Updated: Jul 14, 2020

Unit/ Formation: Victoria Cross Location: Russia Period/ Conflict: Crimean War Year: 1855 Date/s: 13 July 1855 Dowell was 24 years old, and a lieutenant in the Royal Marine Artillery, Royal Marines during the Crimean War when the following deed took place for which he was awarded the VC.

George Dare Dowell (1831-1910) was born on 15th February 1831 in Chichester, Sussex, the son of George Dowell, a Paymaster in the Royal Navy and his wife Anne (nee Tulman). He was educated at the Royal Naval School, New Cross and entered the Royal Marine Artillery as 2nd Lieutenant on 26th July 1848, and in June 1849, joined the Artillery, to which branch of the Service he remained attached.

Lieutenant George Dare Dowell RMA VC - Viborg, Baltic Sea - 13th July 1855

He was promoted to Lieutenant on 6th October 1851, and on 29th November 1852, he was appointed to the Magicienne steam vessel under Captains Fisher and Vansittart. On 22nd May 1854, Lieutenant Dowell was in action with the batteries at Hango Head, and afterwards was repeatedly in action, helping on 11th January 1855, in destroying the Cossack battery at Portsoiki. The following day, he was involved in the assault on Witog. Dowell was heavily involved in the assault and the subsequent actions in the Gulf of Finland. Early on the 13th June 1855, the boats of HMS Arrogant engaged the Russian gunboats, together with the fortress of Viborg.

On 13th July 1855, during the action at the fortress of Viborg, an explosion occurred in one of the three cutters of HMS Arrogant. Lieutenant Dowell, who was aboard HMS Ruby, took three volunteers and went out, under very heavy enemy fire and went to the assistance of the cutter. He took up three of the crew, and having rescued the rest and also the Captain of the Mast (George Ingouville), he then towed the stricken boat out of the range of the enemy’s guns.

Dowell was amongst the first recipients of the Victoria Cross (London Gazette, 24th February 1857) and was present in Hyde Park on 26th June that year for the first investiture of the medal from Queen Victoria. He was then given the Brevet of Major (17th September 1861) and Lieutenant Colonel, and became an Inspector of Musketry.


An explosion having occurred in one of the rocket-boats of the "Arrogant," during the attack on some forts near Viborg, Lieutenant Dowell (who was on board the "Ruby" gunboat, while his own boat was receiving a supply of rockets) was the first to jump into the quarter-boat of the "Ruby," and with three volunteers, himself pulling the stroke-oar, proceeded instantly, under a heavy fire of grape and musketry, to the assistance of the cutter s crew. The Russians endeavoured to prevent his object of saving the men and boat, but Lieutenant Dowell succeeded in taking up three of the boat's crew and placing them on board the " Ruby;" and, on

his returning to the spot, was mainly instrumental in keeping afloat, and bringing off the sinking cutter.

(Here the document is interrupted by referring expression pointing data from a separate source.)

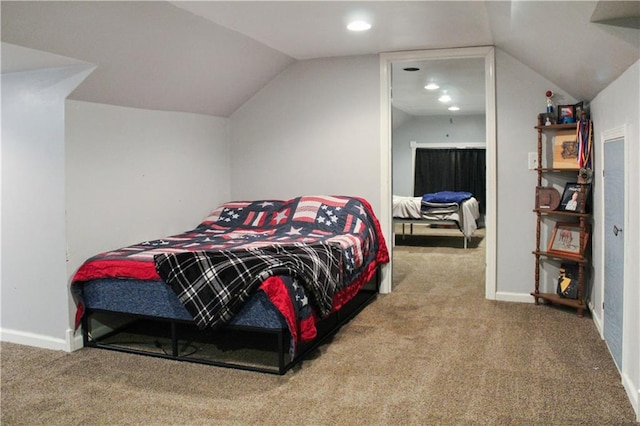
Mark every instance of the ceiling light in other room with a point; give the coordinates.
(358, 26)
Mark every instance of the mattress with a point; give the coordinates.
(156, 299)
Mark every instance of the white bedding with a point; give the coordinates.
(466, 216)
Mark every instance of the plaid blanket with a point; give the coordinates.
(340, 230)
(213, 285)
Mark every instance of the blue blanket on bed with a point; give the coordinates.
(446, 197)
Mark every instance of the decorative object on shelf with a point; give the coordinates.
(572, 197)
(566, 114)
(585, 175)
(568, 281)
(565, 150)
(547, 198)
(547, 119)
(584, 136)
(565, 240)
(549, 95)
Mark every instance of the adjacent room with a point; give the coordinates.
(419, 164)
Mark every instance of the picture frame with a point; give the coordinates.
(572, 197)
(566, 114)
(565, 150)
(565, 240)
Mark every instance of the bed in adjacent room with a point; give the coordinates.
(257, 282)
(456, 208)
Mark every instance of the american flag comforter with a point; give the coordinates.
(308, 252)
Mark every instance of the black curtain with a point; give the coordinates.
(451, 169)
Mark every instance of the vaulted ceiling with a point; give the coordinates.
(211, 56)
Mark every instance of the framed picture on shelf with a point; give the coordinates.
(572, 197)
(566, 114)
(565, 240)
(565, 150)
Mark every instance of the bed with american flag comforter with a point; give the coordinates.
(306, 256)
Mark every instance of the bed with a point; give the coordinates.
(257, 285)
(460, 209)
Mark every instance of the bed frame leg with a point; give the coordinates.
(174, 339)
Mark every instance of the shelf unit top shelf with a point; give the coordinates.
(569, 126)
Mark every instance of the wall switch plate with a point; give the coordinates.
(533, 160)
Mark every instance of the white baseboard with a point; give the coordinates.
(633, 392)
(597, 320)
(39, 340)
(503, 296)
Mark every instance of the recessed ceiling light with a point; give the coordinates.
(359, 26)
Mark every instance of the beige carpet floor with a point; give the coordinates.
(433, 352)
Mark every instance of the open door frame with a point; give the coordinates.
(386, 218)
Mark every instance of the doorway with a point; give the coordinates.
(614, 236)
(387, 60)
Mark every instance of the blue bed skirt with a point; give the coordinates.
(156, 299)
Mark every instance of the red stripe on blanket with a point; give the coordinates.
(278, 294)
(117, 268)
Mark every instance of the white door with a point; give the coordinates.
(614, 246)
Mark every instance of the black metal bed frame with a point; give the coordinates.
(179, 335)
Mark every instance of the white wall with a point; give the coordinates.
(616, 106)
(315, 129)
(453, 131)
(135, 174)
(34, 285)
(520, 98)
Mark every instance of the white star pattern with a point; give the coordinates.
(281, 216)
(294, 231)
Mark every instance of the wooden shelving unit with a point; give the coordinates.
(545, 134)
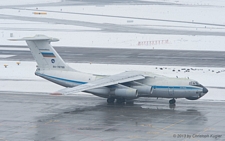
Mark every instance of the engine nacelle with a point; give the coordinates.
(143, 90)
(192, 98)
(127, 93)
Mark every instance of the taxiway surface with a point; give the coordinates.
(126, 56)
(39, 116)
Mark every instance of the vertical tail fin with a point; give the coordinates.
(44, 54)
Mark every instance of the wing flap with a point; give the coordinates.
(106, 81)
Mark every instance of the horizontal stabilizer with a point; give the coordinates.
(36, 38)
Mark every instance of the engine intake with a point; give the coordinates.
(127, 93)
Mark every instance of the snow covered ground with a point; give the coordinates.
(184, 25)
(21, 77)
(165, 24)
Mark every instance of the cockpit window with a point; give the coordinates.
(194, 83)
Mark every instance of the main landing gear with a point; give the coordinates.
(172, 101)
(110, 100)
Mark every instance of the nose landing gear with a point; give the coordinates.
(172, 101)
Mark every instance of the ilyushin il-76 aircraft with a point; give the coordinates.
(122, 87)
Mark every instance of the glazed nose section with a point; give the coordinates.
(205, 90)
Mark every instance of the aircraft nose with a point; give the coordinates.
(205, 90)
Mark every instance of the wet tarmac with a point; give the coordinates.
(127, 56)
(40, 117)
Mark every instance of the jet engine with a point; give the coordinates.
(143, 90)
(128, 93)
(192, 98)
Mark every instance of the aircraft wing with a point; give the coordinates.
(105, 81)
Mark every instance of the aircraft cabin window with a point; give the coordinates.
(194, 83)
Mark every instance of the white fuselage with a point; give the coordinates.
(153, 86)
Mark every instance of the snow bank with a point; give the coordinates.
(21, 77)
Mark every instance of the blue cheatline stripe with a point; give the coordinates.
(80, 82)
(62, 79)
(174, 87)
(47, 54)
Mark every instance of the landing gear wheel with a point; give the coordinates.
(120, 100)
(130, 102)
(110, 100)
(172, 101)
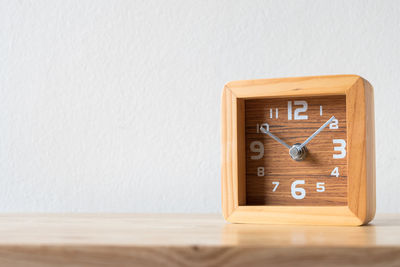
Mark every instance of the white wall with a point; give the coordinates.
(115, 105)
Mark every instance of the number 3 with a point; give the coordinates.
(341, 148)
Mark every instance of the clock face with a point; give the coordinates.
(317, 176)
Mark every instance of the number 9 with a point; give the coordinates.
(258, 147)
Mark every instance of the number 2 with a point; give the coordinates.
(298, 110)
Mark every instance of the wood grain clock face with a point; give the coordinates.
(280, 169)
(298, 150)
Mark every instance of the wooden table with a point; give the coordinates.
(190, 240)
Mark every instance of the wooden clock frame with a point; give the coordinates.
(360, 207)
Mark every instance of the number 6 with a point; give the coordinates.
(298, 193)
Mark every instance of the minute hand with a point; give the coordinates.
(316, 132)
(265, 129)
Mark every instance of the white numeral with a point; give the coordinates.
(298, 192)
(320, 187)
(334, 124)
(335, 172)
(341, 148)
(258, 147)
(297, 116)
(276, 186)
(260, 171)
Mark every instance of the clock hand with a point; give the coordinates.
(264, 128)
(316, 132)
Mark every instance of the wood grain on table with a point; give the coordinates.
(190, 240)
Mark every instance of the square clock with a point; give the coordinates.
(299, 151)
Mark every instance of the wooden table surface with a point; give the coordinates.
(190, 240)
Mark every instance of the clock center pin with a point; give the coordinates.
(297, 152)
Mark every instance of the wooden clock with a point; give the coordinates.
(299, 151)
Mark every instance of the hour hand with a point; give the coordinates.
(264, 128)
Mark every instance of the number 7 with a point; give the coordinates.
(276, 186)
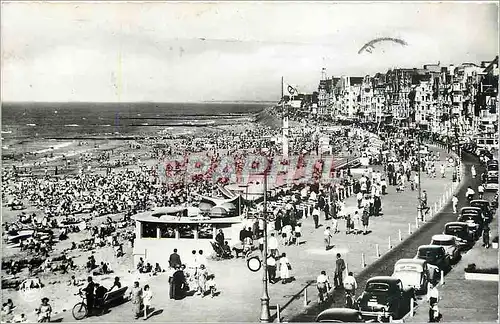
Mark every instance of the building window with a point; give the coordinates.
(148, 230)
(167, 231)
(206, 231)
(186, 231)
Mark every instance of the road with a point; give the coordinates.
(407, 249)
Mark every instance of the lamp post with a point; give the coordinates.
(265, 316)
(419, 205)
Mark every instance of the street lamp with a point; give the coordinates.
(419, 205)
(265, 315)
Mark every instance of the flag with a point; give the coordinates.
(291, 89)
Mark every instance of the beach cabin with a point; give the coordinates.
(160, 231)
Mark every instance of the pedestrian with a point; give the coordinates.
(89, 295)
(44, 311)
(365, 218)
(174, 259)
(316, 216)
(202, 280)
(486, 237)
(285, 268)
(349, 225)
(271, 269)
(432, 294)
(273, 245)
(359, 197)
(327, 237)
(339, 271)
(146, 300)
(323, 285)
(211, 285)
(434, 314)
(480, 191)
(335, 225)
(298, 234)
(454, 201)
(356, 222)
(136, 299)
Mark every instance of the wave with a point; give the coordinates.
(55, 147)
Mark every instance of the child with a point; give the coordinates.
(147, 295)
(335, 225)
(211, 286)
(328, 236)
(349, 224)
(297, 234)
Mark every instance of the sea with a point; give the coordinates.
(73, 120)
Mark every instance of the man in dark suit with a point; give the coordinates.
(174, 259)
(89, 295)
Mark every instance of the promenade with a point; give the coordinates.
(241, 289)
(467, 300)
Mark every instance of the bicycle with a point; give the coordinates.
(81, 310)
(349, 300)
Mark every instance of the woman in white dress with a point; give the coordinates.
(285, 268)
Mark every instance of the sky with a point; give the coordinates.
(181, 52)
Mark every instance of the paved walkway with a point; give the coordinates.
(241, 289)
(468, 300)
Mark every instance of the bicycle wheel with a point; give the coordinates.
(79, 311)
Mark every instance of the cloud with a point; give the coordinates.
(226, 50)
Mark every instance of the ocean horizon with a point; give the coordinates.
(25, 120)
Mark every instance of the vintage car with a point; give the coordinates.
(385, 297)
(474, 217)
(340, 315)
(485, 208)
(464, 237)
(450, 245)
(435, 255)
(413, 273)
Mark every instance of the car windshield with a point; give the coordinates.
(442, 242)
(377, 287)
(457, 231)
(425, 254)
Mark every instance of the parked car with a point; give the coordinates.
(340, 315)
(485, 208)
(435, 255)
(450, 245)
(474, 217)
(413, 273)
(385, 297)
(465, 238)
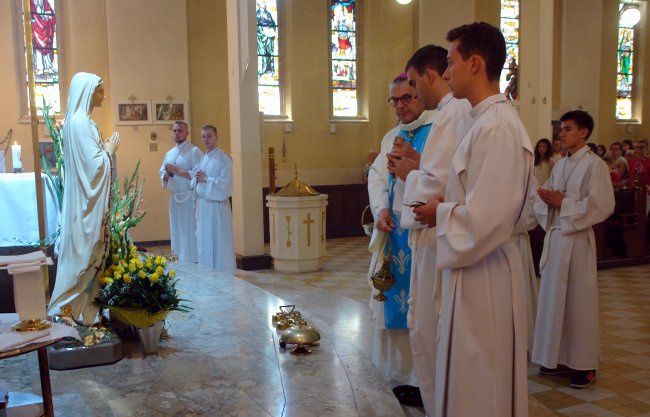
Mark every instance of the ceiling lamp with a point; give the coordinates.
(630, 15)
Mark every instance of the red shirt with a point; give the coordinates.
(640, 169)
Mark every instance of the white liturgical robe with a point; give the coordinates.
(528, 222)
(182, 211)
(449, 126)
(84, 218)
(481, 365)
(213, 212)
(566, 331)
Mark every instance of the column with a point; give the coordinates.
(536, 68)
(245, 136)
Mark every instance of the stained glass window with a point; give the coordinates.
(46, 55)
(625, 68)
(268, 58)
(344, 58)
(509, 25)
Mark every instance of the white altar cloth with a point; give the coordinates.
(13, 340)
(18, 214)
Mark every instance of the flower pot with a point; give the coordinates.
(150, 336)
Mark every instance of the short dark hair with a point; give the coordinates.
(210, 127)
(581, 118)
(401, 78)
(549, 151)
(485, 40)
(429, 56)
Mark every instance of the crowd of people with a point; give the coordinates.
(454, 190)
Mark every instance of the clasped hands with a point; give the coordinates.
(425, 213)
(402, 159)
(552, 198)
(200, 176)
(110, 145)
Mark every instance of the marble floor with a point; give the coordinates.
(223, 359)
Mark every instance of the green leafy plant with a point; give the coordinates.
(56, 174)
(136, 288)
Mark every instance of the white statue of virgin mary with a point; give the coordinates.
(84, 239)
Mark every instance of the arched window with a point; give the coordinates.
(509, 24)
(268, 58)
(46, 55)
(629, 16)
(343, 58)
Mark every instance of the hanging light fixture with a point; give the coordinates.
(630, 15)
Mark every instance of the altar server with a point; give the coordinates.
(423, 180)
(175, 178)
(213, 183)
(481, 363)
(578, 195)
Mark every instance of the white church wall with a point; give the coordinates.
(148, 59)
(581, 55)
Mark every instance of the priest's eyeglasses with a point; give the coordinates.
(405, 99)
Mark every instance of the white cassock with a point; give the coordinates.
(449, 126)
(528, 222)
(392, 349)
(182, 210)
(481, 363)
(566, 331)
(83, 243)
(213, 212)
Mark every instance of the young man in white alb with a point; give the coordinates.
(578, 195)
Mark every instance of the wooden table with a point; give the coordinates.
(43, 367)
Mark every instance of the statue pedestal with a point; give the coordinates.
(297, 232)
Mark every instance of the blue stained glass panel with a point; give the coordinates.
(624, 70)
(268, 60)
(344, 55)
(509, 25)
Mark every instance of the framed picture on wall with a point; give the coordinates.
(132, 112)
(46, 148)
(168, 111)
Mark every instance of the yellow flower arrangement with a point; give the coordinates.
(136, 291)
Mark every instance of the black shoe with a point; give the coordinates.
(408, 395)
(560, 370)
(582, 379)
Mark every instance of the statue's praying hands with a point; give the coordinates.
(111, 144)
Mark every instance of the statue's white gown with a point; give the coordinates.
(84, 225)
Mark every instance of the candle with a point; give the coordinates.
(16, 157)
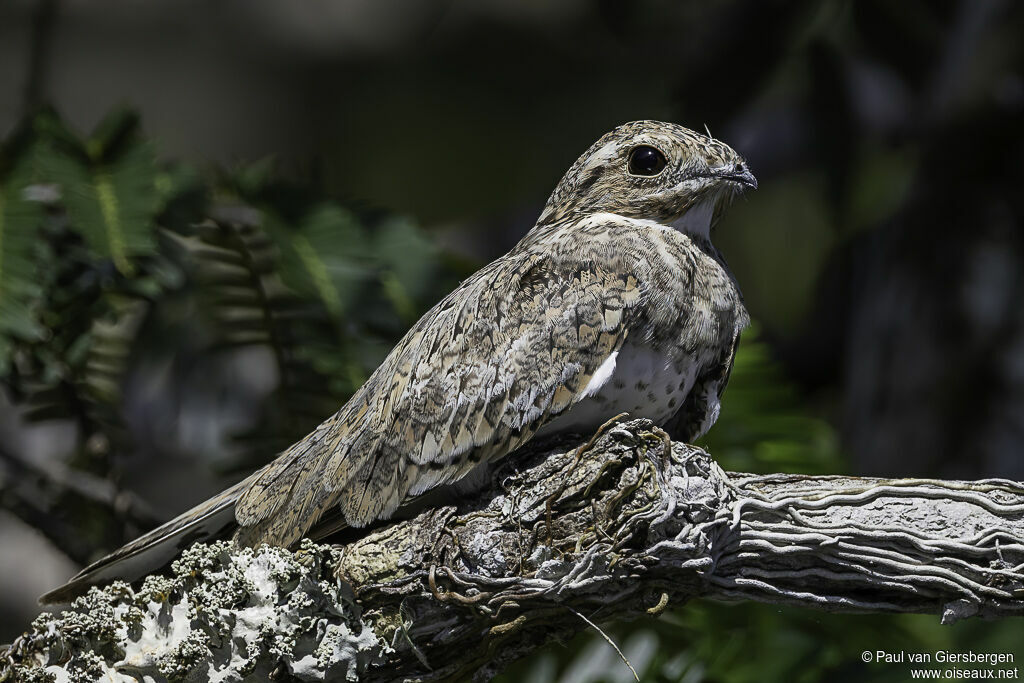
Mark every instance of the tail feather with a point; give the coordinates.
(213, 518)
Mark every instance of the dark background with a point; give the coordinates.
(882, 257)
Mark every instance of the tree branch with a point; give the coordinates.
(617, 528)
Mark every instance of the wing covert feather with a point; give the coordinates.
(511, 348)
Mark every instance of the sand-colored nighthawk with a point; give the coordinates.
(615, 301)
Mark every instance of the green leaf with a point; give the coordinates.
(410, 265)
(19, 220)
(324, 256)
(110, 190)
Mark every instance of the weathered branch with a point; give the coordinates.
(619, 528)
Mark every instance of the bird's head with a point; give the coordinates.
(653, 170)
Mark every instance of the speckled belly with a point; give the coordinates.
(643, 382)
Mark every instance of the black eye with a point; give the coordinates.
(645, 160)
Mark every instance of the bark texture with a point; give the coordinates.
(619, 527)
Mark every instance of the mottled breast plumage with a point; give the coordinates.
(615, 301)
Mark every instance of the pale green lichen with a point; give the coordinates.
(225, 614)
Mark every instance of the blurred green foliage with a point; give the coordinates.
(100, 242)
(97, 240)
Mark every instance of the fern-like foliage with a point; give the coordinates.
(100, 245)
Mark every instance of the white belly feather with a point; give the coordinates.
(637, 380)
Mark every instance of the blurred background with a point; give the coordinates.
(216, 218)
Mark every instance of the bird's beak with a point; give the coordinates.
(737, 173)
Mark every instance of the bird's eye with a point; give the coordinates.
(645, 160)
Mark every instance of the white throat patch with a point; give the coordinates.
(696, 220)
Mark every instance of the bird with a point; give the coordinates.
(615, 301)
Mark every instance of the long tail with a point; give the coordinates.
(213, 518)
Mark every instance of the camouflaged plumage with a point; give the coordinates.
(616, 291)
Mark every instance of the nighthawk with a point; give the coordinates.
(615, 301)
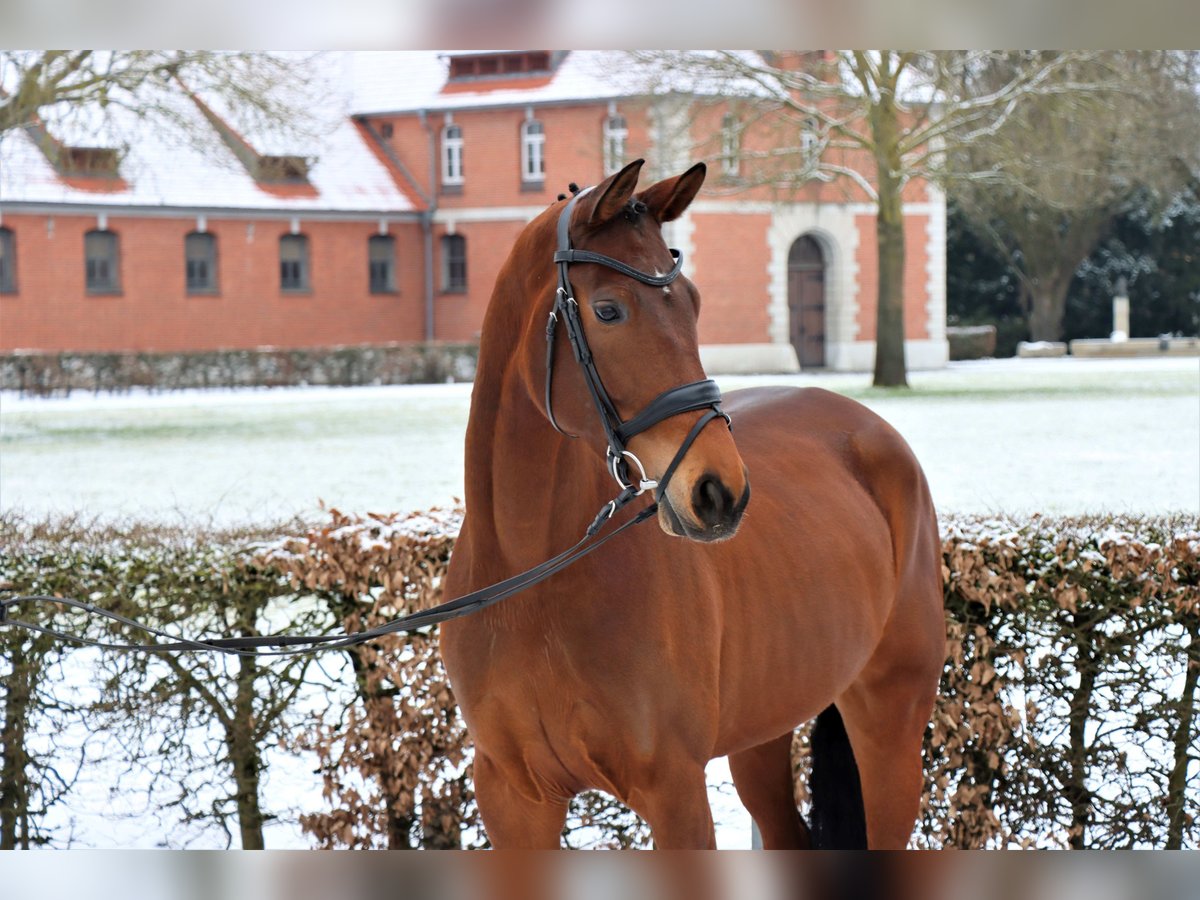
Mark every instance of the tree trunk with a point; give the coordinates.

(Dispatch from Rear-Admiral Honourable Sir B. S. Dundas, 17th July, 1855, and Letter from Colonel Wesley, Deputy Adjutant-General of Royal Marines.)

"The Arrogant", "Magdalene", and "Cossack", with the gunboat "Ruby" attacking Frederickshamn' 1855

He married Mary, daughter of Colonel Robert and Mrs Mansel at Alverstoke, Hampshire. The couple went on to have nine children in total including five sons: George Cecil, Clement Coltman, Robert Arthur, Ernest and James Alaric. Their son George Cecil later became a Colonel in the Royal Artillery. The couple’s 4 daughters were Mary Constance, Clara Josephine, Gertude Annie and Lucy Violet. Lieutenant Colonel Dowell and his family emigrated to New Zealand, and Dowell died on 3rd August 1910 at The Haven, Remuera, near Auckland aged 79. He was buried in Purewa Cemetery in Auckland. His medals are held by the Royal Marines Museum, Southsea, Hampshire.